Chi ha visto Supernova – molto esponenti della comunità ebraica milanese, ma non solo, accorsi all’appello di Andrée Ruth Shammah – esce in silenzio dal Teatro Franco Parenti di Milano: malgrado siano state accuratamente evitate le immagini di sangue e violenza più estreme, ciò che si vede agghiaccia. Fuori dal teatro, qualche poliziotto in funzione preventiva, ma malgrado le tensioni di questi giorni, non c’è stata nessuna contestazione, nessuna protesta.
I registi Duki Dror e Yossi Bloch, nell’immediato della tragedia, hanno raccolto e selezionato una gran quantità di materiale video con cui hanno ricostruito le fasi di un massacro che fu sottaciuto e non sottovalutato nei primissimi giorni. I cellulari di cui tutti sono muniti e da cui nessuno si separa documentano la strage come mai sarebbe stato possibile in passato.
E sono immagini strazianti, anche quelle che ancora raccontano la festa gioiosa, il pacifico rave nel deserto, con cui si apre il film: 3500 giovanissimi, dopo avere danzato tutta la notte, stanno aspettando il momento magico dell’alba. E straziano ancora di più perché noi ora sappiamo cosa avverrà dopo. Nessuno sospetta niente, solo una voce esprime il dubbio per essere così vicini a Gaza. «È il confine più protetto del mondo» è la risposta. È quasi come in un brutto film horror, con le vittime che si consegnano al mostro inconsapevolmente e inesorabilmente. E tu vorresti gridare «scappa!».

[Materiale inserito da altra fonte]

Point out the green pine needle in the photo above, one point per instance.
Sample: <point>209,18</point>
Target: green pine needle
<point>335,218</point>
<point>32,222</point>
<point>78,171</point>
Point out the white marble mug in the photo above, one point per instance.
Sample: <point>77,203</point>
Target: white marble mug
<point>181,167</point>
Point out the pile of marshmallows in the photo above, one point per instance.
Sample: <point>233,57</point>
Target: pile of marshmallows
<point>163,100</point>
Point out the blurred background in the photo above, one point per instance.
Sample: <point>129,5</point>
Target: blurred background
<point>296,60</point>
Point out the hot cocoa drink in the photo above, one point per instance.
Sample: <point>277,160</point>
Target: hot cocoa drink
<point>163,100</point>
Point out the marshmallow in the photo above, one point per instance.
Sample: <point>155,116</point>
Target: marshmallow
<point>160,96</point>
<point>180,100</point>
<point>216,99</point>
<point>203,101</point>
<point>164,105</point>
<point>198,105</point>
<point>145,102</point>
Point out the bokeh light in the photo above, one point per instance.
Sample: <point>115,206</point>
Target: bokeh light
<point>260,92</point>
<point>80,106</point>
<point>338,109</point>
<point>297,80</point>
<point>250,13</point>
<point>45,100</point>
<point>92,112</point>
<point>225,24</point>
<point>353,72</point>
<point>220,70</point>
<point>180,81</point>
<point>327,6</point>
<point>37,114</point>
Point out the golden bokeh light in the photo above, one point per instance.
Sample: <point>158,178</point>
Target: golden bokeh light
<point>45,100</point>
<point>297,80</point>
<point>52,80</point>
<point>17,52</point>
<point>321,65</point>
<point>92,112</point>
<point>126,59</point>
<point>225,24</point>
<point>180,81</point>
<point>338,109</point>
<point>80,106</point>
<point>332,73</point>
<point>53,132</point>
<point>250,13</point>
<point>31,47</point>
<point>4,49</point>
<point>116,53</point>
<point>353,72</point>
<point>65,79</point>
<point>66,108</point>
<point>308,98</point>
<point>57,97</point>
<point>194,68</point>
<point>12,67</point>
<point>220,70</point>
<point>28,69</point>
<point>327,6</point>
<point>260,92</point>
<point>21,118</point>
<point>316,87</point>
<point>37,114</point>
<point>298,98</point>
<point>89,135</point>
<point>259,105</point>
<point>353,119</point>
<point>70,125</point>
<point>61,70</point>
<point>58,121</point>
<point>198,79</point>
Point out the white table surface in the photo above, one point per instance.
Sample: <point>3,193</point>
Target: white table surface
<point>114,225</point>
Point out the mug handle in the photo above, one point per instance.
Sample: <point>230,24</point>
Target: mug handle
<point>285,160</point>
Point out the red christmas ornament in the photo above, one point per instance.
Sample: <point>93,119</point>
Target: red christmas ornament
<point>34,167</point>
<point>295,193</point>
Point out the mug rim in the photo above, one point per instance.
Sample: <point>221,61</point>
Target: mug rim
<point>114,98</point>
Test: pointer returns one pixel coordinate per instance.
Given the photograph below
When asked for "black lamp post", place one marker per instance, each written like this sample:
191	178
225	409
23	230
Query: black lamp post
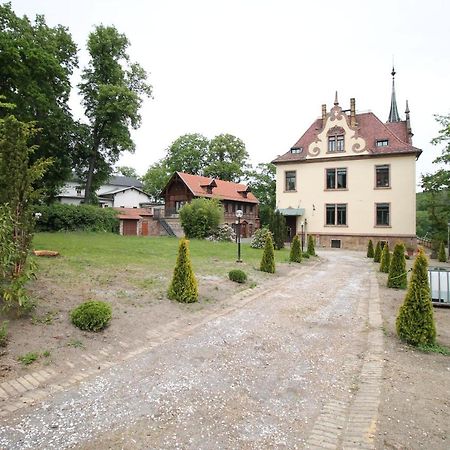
238	233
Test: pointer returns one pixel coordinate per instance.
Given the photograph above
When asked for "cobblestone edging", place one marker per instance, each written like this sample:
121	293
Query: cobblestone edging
34	387
351	423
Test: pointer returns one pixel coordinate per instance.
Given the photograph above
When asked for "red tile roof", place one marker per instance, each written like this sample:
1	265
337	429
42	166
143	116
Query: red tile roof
370	128
225	190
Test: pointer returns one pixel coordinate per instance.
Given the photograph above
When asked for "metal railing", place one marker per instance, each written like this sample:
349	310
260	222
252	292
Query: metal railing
439	279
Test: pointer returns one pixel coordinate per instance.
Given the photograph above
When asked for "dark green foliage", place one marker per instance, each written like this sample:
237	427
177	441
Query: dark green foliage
415	321
201	217
397	270
268	258
91	315
385	259
442	257
370	251
311	250
59	217
377	253
237	275
183	287
278	229
296	252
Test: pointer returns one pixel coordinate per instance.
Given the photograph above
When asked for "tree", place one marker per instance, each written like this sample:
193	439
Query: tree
200	217
227	157
370	252
296	252
188	153
155	179
113	90
415	321
268	258
36	63
278	228
397	277
262	183
385	259
183	287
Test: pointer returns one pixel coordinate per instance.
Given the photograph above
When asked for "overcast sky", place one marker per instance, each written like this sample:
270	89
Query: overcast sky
261	69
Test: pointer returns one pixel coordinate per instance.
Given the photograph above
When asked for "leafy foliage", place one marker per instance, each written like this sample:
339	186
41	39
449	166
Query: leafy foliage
91	315
201	217
183	287
397	277
415	321
296	252
237	275
268	258
60	217
385	259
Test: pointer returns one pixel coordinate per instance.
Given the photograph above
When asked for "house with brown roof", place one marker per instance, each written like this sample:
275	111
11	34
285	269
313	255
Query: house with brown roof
182	188
350	178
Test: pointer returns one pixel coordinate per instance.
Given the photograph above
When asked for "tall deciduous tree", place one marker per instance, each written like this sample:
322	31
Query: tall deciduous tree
113	89
36	64
228	158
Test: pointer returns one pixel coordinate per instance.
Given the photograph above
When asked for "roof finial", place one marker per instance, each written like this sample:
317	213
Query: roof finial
393	113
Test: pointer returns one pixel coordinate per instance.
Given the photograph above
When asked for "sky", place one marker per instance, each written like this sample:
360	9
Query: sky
261	69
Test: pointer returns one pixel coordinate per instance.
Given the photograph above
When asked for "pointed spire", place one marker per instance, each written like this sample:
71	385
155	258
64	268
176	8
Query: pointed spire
393	114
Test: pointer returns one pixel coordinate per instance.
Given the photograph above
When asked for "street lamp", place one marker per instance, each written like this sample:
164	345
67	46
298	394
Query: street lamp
238	233
303	234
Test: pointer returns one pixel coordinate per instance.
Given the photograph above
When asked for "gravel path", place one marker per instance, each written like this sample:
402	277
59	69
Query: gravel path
290	369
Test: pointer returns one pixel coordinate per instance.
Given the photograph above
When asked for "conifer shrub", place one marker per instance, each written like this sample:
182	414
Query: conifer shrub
385	259
415	322
311	250
397	277
296	252
370	251
377	253
91	315
183	287
237	275
268	258
442	257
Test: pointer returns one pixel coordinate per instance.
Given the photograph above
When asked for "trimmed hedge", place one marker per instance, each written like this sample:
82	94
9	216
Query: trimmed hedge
91	315
61	217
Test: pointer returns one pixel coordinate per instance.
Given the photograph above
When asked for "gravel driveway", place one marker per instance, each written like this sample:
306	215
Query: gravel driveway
291	367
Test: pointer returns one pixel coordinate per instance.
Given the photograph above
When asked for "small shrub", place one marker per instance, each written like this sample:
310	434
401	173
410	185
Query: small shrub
442	257
377	253
311	249
91	315
268	258
183	287
4	334
370	251
28	358
259	238
296	253
237	275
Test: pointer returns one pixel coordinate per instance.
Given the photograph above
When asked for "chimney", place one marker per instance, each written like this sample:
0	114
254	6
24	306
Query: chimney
352	112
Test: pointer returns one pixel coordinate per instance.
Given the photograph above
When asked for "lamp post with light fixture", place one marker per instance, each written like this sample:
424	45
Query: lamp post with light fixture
238	232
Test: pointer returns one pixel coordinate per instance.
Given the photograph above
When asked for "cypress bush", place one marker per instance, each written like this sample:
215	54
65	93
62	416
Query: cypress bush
296	252
385	259
370	252
442	257
397	269
311	250
183	287
415	321
268	258
377	253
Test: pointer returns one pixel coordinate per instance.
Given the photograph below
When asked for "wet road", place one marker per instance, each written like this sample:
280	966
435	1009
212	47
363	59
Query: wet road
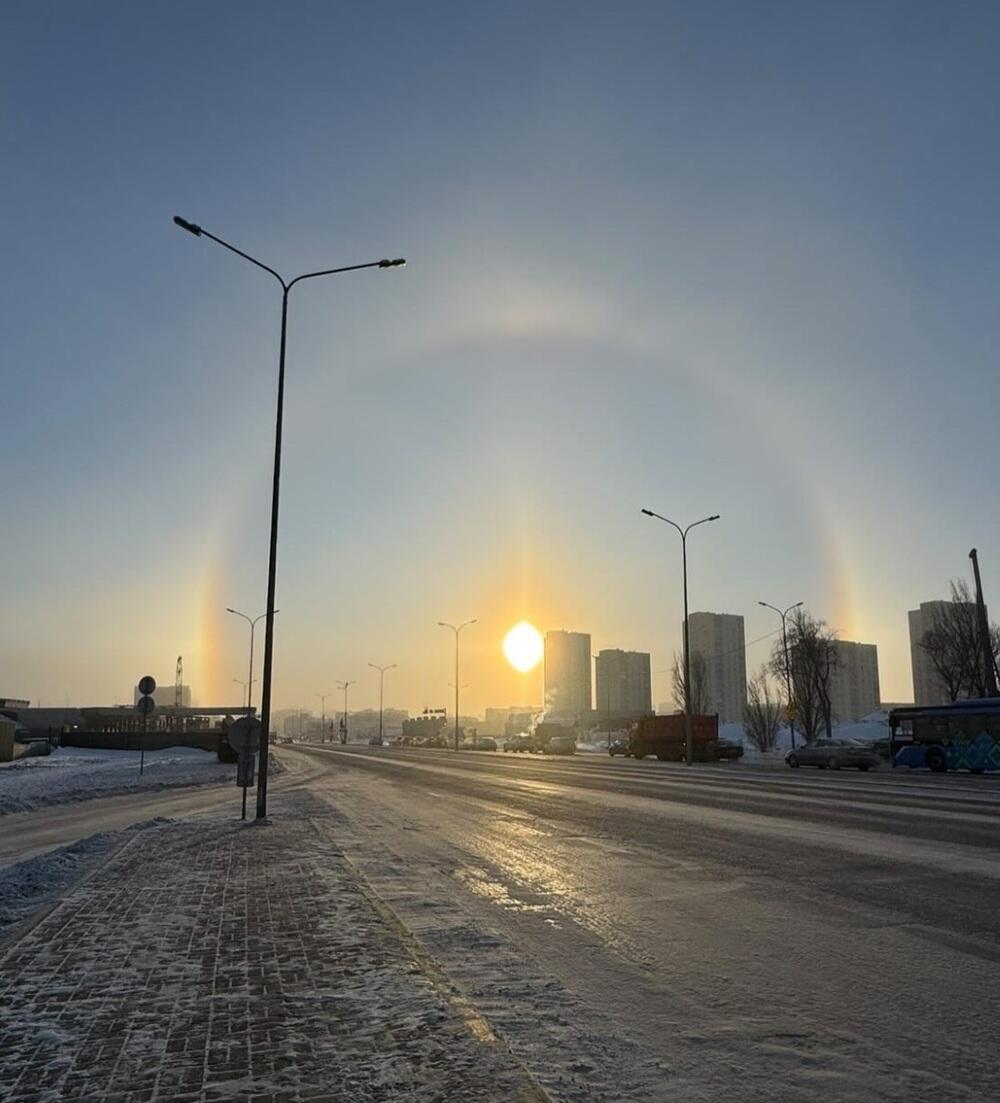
641	930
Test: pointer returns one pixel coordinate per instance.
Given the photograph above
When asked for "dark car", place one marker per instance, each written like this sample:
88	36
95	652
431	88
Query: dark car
834	753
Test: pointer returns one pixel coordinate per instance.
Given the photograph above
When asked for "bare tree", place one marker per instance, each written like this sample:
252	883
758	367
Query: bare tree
763	714
699	683
953	644
813	659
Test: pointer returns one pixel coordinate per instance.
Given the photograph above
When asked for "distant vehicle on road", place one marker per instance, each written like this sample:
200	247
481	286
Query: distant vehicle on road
961	736
834	753
666	738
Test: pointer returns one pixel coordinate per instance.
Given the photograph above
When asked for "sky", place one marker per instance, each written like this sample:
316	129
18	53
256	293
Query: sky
696	257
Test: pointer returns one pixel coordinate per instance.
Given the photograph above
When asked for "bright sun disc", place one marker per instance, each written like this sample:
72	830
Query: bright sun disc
523	645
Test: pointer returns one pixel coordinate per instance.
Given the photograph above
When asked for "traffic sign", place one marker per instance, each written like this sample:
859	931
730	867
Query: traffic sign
244	735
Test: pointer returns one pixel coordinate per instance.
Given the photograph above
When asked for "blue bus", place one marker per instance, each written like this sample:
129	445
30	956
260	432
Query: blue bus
961	736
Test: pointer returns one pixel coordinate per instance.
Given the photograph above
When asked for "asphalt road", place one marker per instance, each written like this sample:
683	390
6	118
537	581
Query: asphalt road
642	930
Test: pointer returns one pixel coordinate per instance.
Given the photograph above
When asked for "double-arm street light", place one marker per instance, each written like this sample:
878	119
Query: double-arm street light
783	614
323	697
272	555
344	686
457	630
689	757
253	623
382	682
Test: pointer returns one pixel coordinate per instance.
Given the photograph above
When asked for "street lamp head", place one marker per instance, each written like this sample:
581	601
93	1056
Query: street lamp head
190	226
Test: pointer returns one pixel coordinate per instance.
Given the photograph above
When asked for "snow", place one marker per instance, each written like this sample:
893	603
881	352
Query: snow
32	882
74	773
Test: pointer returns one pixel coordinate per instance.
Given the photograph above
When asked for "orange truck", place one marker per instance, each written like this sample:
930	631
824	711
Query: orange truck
666	738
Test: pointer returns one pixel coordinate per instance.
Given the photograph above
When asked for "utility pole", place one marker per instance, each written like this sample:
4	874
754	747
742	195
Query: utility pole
687	649
382	682
457	630
344	685
989	664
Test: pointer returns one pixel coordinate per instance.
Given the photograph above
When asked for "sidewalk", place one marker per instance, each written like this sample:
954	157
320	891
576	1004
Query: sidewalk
214	961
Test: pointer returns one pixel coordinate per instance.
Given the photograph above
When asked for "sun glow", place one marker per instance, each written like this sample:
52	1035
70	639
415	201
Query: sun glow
523	645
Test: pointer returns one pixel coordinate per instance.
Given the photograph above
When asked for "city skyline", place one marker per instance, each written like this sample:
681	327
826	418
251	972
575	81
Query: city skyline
633	281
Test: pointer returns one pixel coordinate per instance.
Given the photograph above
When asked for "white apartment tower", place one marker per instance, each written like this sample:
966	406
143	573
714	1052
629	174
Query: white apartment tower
855	681
623	684
720	639
928	688
567	673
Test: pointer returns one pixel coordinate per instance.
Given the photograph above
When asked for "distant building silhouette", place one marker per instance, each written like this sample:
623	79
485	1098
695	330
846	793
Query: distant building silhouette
928	687
567	673
721	641
855	681
623	684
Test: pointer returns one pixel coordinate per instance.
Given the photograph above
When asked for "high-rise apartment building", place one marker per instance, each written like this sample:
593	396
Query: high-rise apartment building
567	673
720	640
623	683
855	681
928	687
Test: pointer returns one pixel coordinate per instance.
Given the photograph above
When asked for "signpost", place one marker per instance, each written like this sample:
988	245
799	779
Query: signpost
143	706
244	737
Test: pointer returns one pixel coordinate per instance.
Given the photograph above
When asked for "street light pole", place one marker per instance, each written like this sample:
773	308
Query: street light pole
272	548
687	644
457	630
382	681
787	664
323	697
253	624
344	685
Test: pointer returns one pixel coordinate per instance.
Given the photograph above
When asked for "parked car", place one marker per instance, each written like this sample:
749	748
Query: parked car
834	753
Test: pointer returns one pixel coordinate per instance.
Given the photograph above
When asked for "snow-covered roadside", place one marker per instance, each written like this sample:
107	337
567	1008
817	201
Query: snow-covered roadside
73	773
29	885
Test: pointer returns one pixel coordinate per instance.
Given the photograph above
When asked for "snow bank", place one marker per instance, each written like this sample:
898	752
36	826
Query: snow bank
74	773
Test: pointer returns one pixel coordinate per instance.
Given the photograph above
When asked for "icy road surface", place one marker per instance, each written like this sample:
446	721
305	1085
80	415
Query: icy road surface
642	931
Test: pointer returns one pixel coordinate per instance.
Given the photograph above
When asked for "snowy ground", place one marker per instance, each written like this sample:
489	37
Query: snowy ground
73	773
31	884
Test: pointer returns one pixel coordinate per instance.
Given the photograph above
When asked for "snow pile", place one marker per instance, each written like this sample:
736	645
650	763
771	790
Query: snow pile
74	773
30	884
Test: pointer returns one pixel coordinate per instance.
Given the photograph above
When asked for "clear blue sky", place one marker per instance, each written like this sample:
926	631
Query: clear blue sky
702	257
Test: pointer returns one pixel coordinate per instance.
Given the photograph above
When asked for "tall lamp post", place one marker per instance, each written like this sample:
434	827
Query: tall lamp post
783	616
323	697
272	555
253	623
457	630
344	686
687	649
382	682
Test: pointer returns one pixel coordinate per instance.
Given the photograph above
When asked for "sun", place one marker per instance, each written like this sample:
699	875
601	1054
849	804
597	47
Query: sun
523	645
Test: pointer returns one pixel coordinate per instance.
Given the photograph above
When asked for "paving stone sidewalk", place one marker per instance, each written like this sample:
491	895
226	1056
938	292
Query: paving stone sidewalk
211	960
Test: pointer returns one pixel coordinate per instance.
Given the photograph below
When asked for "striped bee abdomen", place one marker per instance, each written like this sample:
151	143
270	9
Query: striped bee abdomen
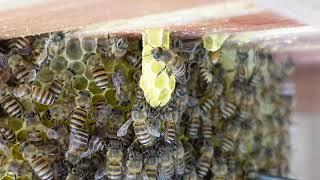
114	170
21	73
42	96
78	139
78	119
100	77
8	134
194	127
35	137
55	88
170	132
142	133
42	168
11	106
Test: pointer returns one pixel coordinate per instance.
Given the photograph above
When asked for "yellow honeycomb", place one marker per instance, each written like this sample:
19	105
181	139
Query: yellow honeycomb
157	88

Poi esplosioni in lontananza: razzi solcano il cielo. C’è chi pensa alla stranezza di fuochi d’artificio in piena luce, e chi per istinto si protegge sotto un tavolo. Gli organizzatori lanciano l’allarme: si deve evacuare. Ma la gente non capisce, si aggira spaesata, traccheggia, è incerta. Quando il pericolo si palesa – e sono uomini armati che sparano – è troppo tardi. Le auto imbottigliate su una stradina diventano trappole dove si viene uccisi a sangue freddo e a bruciapelo. Inizia la grande fuga scomposta e disperata. Seguiamo il racconto di alcuni ragazzi in fuga: due fidanzati sopravvissuti (viene da dire) guardandosi negli occhi e che ancora continuano a stringersi tra loro disperatamente, una coppia di amiche, una giovane donna che il ragazzo invece l’ha perso durante la fuga.
C’è lo strazio del padre di due rapiti (lei poi verrà liberata a novembre) che dei figli ha solo le voci, le telefonate in cui gli raccontano passo passo quanto sta loro capitando. Il poliziotto che si avventura oltre i posti di blocco, verso il luogo del festival e per primo si affaccia sul terreno del rave scoprendo cadaveri ovunque. Chi si è salvato nascosto nell’urina e nelle feci dei bagni mobili e chi seppellendosi sotto i cadaveri dei morti. La corsa disperata di tanti nel deserto, verso dove nessuno sa, visto che ogni figura che si staglia potrebbe essere (e spesso è) quella di un assassino. «Siamo in guerra», dice una ragazza: e il tono è stupefatto. Il contorno del massacro non era chiaro in quei momenti. Quando arriverà, il bilancio sarà di oltre 350 uccisi al Festival, ma più di 1200 nei kibbutz. «Pensavamo di essere l’obiettivo. Solo dopo abbiamo saputo che eravamo la ciliegina sulla torta», la mesta conclusione per voce di uno dei sopravvissuti.